Le projet SWIOFISH a remis hier lundi du matériel informatique à l’Agence Nationale des Affaires Maritimes (ANAM) pour faciliter ses activités quotidiennes. Ce lot est composé de 6 ordinateurs portables, 3 ordinateurs de bureau, 3 imprimantes multifonction, 6 disques durs externes, 32 clés USB, 3 appareils photos, le tout estimé à une valeur de 9 millions 500 francs comoriens.

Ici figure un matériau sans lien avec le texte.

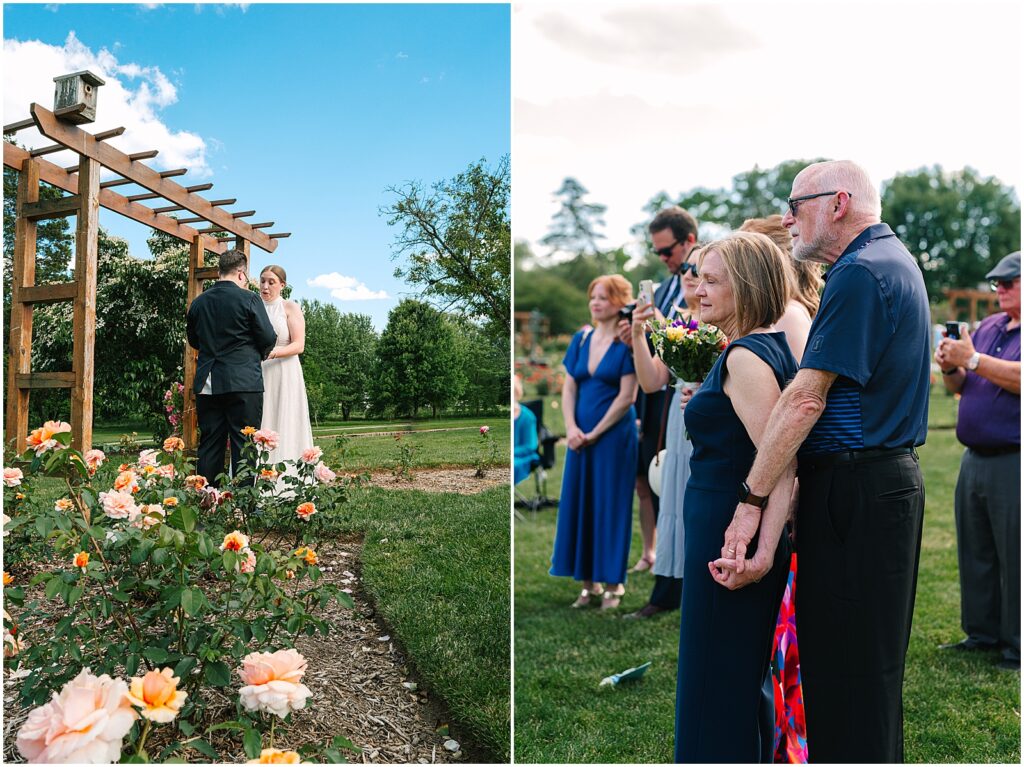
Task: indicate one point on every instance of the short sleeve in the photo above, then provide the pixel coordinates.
(572, 353)
(852, 328)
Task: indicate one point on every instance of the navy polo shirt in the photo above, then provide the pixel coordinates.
(872, 330)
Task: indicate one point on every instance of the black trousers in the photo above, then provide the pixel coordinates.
(221, 417)
(858, 529)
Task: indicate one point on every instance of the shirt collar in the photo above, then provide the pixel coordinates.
(875, 231)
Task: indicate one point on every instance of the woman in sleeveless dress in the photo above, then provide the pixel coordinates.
(595, 512)
(724, 705)
(285, 408)
(652, 375)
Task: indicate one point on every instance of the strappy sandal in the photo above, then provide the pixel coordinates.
(610, 599)
(584, 599)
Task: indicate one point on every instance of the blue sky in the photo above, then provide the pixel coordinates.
(303, 113)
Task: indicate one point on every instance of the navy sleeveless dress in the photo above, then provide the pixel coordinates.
(595, 511)
(724, 704)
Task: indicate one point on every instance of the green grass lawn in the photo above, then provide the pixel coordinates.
(955, 709)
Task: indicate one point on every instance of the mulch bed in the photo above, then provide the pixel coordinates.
(358, 679)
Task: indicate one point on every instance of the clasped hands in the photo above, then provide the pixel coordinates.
(732, 569)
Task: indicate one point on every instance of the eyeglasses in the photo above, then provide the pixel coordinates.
(667, 250)
(794, 202)
(1005, 284)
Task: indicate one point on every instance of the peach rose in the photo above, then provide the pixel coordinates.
(147, 458)
(248, 564)
(119, 505)
(273, 682)
(126, 480)
(85, 723)
(173, 443)
(266, 438)
(276, 756)
(235, 541)
(94, 459)
(42, 439)
(324, 473)
(158, 695)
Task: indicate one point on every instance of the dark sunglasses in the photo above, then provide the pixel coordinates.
(1005, 284)
(794, 202)
(667, 250)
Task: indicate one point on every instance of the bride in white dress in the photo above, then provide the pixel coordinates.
(285, 408)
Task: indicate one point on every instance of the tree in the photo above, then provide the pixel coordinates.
(417, 361)
(338, 359)
(957, 224)
(457, 239)
(574, 226)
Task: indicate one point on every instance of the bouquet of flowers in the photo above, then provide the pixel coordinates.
(687, 347)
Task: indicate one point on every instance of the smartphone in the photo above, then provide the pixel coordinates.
(646, 294)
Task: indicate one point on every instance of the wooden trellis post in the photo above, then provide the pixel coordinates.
(88, 194)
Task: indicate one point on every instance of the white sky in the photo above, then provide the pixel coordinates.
(636, 98)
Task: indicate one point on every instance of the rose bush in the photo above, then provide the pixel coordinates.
(154, 571)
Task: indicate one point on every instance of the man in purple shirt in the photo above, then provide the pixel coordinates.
(985, 371)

Pour le renforcement des capacités de l’ANAM, le projet SWIOFISH a remis du matériel informatique à cette institution pour faciliter ses tâches au quotidien. Cette initiative intervient suite à une collaboration signée entre la direction générale des ressources halieutiques, à travers le centre de contrôle de la pêche (SWIOFISH) et l’agence nationale des affaires maritimes pour le volet sécurité des pécheurs aux Comores. Le matériel sera utilisé dans le cadre des activités liées à la pêche et à l’économie bleue et sera réparti dans les différentes structures nationales et régionales de la pêche dans l’ensemble de l’archipel pour qu’elles puissent être en connexion pour la simplification de leurs travaux.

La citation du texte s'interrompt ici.